Qwen3.6-27B: Flagship-Level Coding in a 27B Dense Model (2 minute read)
Qwen's new 27B parameter model reportedly matches flagship-level coding performance in a package 14x smaller than their previous best model.
Deep dive
- Qwen3.6-27B achieves what the team claims is flagship-level coding performance while being 807GB → 55.6GB in full size compared to their previous best model
- The previous generation Qwen3.5-397B-A17B was a mixture-of-experts architecture with 397B total parameters and 17B active, while the new model is a 27B dense architecture
- Simon Willison tested a 16.8GB quantized version (Q4_K_M) locally using llama-server and found it delivered impressive results on SVG generation tasks
- The quantized model generated complex SVG images (pelican on bicycle) at 25.57 tokens/s for generation, producing 4,444 tokens in under 3 minutes on consumer hardware
- Testing methodology used specific llama-server configuration with reasoning mode enabled and thinking preservation to maximize coding performance
- The model downloaded to local cache (~17GB) on first run, making it practical for offline use once cached
- Performance remained strong even with aggressive quantization, suggesting the model's capabilities are robust across different compression levels
- SVG generation quality was described as "outstanding" for a 16.8GB local model, demonstrating practical coding assistance capabilities
- The breakthrough suggests that architectural improvements and training advances are enabling smaller dense models to compete with much larger sparse models
Decoder
- Dense model: A model where all parameters are used for every inference, unlike mixture-of-experts which activates only a subset
- MoE (Mixture of Experts): Architecture with many parameter groups where only some are active per request, allowing larger total size with lower active memory
- Quantized: Compressed model using lower precision numbers (like 4-bit instead of 16-bit) to reduce size while preserving most capability
- GGUF: A file format for storing quantized models optimized for efficient inference on CPUs and GPUs
- Agentic coding: AI systems that can autonomously plan, execute, and iterate on programming tasks rather than just generating code snippets
- Q4_K_M: A specific quantization scheme using 4-bit precision with medium-size optimization for balancing quality and size
Original article
Qwen3.6-27B: Flagship-Level Coding in a 27B Dense Model
Big claims from Qwen about their latest open weight model:
Qwen3.6-27B delivers flagship-level agentic coding performance, surpassing the previous-generation open-source flagship Qwen3.5-397B-A17B (397B total / 17B active MoE) across all major coding benchmarks.
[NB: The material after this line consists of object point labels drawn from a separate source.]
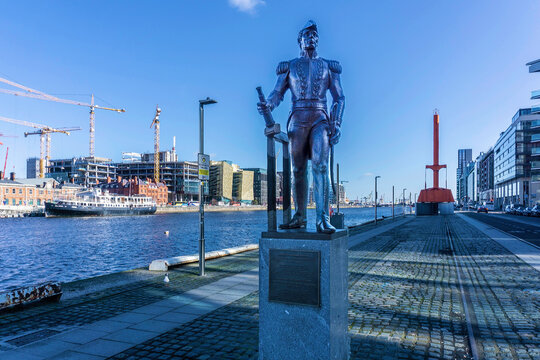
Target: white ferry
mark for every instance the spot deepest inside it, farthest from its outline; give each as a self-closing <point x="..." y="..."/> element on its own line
<point x="101" y="202"/>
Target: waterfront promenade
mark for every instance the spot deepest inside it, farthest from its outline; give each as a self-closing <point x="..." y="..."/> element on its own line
<point x="445" y="287"/>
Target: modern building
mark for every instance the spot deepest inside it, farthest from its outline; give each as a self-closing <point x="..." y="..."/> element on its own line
<point x="164" y="156"/>
<point x="87" y="171"/>
<point x="243" y="186"/>
<point x="32" y="168"/>
<point x="128" y="157"/>
<point x="534" y="66"/>
<point x="180" y="177"/>
<point x="517" y="161"/>
<point x="485" y="182"/>
<point x="221" y="181"/>
<point x="464" y="157"/>
<point x="260" y="186"/>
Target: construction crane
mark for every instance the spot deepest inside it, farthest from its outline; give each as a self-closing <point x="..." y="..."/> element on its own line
<point x="45" y="137"/>
<point x="36" y="94"/>
<point x="4" y="135"/>
<point x="44" y="131"/>
<point x="7" y="151"/>
<point x="155" y="124"/>
<point x="5" y="163"/>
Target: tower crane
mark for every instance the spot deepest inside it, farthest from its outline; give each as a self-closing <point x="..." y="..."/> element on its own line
<point x="36" y="94"/>
<point x="155" y="124"/>
<point x="7" y="151"/>
<point x="4" y="135"/>
<point x="44" y="131"/>
<point x="45" y="137"/>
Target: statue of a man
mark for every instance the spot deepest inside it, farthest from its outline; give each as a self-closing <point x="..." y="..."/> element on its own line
<point x="310" y="129"/>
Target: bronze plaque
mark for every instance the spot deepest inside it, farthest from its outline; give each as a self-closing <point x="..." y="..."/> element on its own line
<point x="295" y="277"/>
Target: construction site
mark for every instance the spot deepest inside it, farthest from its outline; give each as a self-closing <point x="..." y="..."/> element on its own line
<point x="159" y="174"/>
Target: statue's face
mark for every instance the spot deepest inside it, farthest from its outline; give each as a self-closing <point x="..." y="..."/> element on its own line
<point x="309" y="39"/>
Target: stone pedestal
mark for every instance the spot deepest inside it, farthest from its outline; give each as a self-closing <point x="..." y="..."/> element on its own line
<point x="303" y="303"/>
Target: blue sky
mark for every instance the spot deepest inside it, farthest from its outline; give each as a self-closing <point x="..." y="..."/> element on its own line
<point x="401" y="60"/>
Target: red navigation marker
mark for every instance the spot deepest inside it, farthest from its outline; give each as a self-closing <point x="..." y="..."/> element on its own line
<point x="436" y="194"/>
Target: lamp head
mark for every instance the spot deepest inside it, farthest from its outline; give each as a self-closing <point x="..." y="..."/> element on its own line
<point x="207" y="101"/>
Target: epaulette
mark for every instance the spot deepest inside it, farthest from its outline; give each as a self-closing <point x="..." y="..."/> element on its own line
<point x="282" y="68"/>
<point x="334" y="66"/>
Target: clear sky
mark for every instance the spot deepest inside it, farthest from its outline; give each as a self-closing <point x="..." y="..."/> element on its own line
<point x="401" y="60"/>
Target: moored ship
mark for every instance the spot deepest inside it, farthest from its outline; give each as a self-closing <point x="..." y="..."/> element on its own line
<point x="97" y="202"/>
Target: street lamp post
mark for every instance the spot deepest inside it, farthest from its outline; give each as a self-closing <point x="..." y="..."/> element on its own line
<point x="404" y="200"/>
<point x="376" y="177"/>
<point x="202" y="252"/>
<point x="393" y="202"/>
On Hugging Face Qwen3.5-397B-A17B is 807GB, this new Qwen3.6-27B is 55.6GB.
I tried it out with the 16.8GB Unsloth Qwen3.6-27B-GGUF:Q4_K_M quantized version and llama-server using this recipe by benob on Hacker News, after first installing llama-server using brew install llama.cpp:
llama-server \
-hf unsloth/Qwen3.6-27B-GGUF:Q4_K_M \
--no-mmproj \
--fit on \
-np 1 \
-c 65536 \
--cache-ram 4096 -ctxcp 2 \
--jinja \
--temp 0.6 \
--top-p 0.95 \
--top-k 20 \
--min-p 0.0 \
--presence-penalty 0.0 \
--repeat-penalty 1.0 \
--reasoning on \
--chat-template-kwargs '{"preserve_thinking": true}'
On first run that saved the ~17GB model to ~/.cache/huggingface/hub/models--unsloth--Qwen3.6-27B-GGUF.
Here's the transcript for "Generate an SVG of a pelican riding a bicycle". This is an outstanding result for a 16.8GB local model:

Performance numbers reported by llama-server:
- Reading: 20 tokens, 0.4s, 54.32 tokens/s
- Generation: 4,444 tokens, 2min 53s, 25.57 tokens/s
For good measure, here's Generate an SVG of a NORTH VIRGINIA OPOSSUM ON AN E-SCOOTER (run previously with GLM-5.1):

That one took 6,575 tokens, 4min 25s, 24.74 t/s.